In the heat of the moment, it’s hard to think clear and be enraged how these “innocent” cartoonists were massacred at their own headquarters. However, if you step back and look at it, you might want to question if they were actually asking for it. The magazine and the cartoonists have been at the end of extremist’s rage a quite few times now and the presence of policemen guarding the magazines front door explains all too well that the cartoonists were under protection.

But then what’s a hand gun in front of an automatic?

While I am all up for freedom of speech and freedom of press and freedom of other sorts, the fact that press themselves have to state and restate that they have freedom shows insecurity in such belief. It is almost like someone who just blew up his own leg and kept telling himself that it’s OK when quite frankly, it’s not. Time and again and again it has been shown that freedom does come at a price.

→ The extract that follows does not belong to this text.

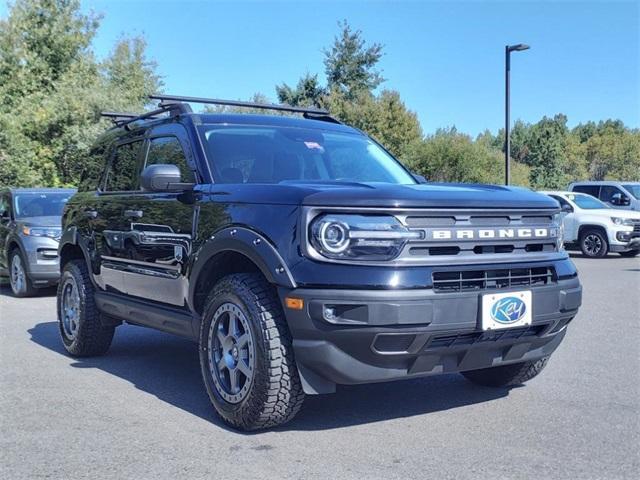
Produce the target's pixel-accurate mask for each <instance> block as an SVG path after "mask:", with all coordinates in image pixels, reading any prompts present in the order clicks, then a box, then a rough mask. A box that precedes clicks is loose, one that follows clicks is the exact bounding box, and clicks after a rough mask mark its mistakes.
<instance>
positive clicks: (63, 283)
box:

Yes, people have the right to say what they want to say, publicize mockery of people and established, well-funded and armed fundamentalist institutions. Yes, they have the right make cartoons of stuff that are ultra-sensitive but what appalls me is why people cannot think sensibly for once. You do have the right to write and express and make cartoons of what you feel is correct but if the people who you intend to mock don’t have the sense of humor (and that they made that clear), what’s the f**king point?

Like how Einstein's clichéd quote put it, it’s insanity, isn’t it? Why do the stuff again and again and again and get yourself threatened when all you, in the end, want to do is lead a better life.

As a former student journalist, I condemn the act of terrorizing journalists for doing their job but I equally condemn the act of making fun of individuals or institutions who have absolutely no sense of humor.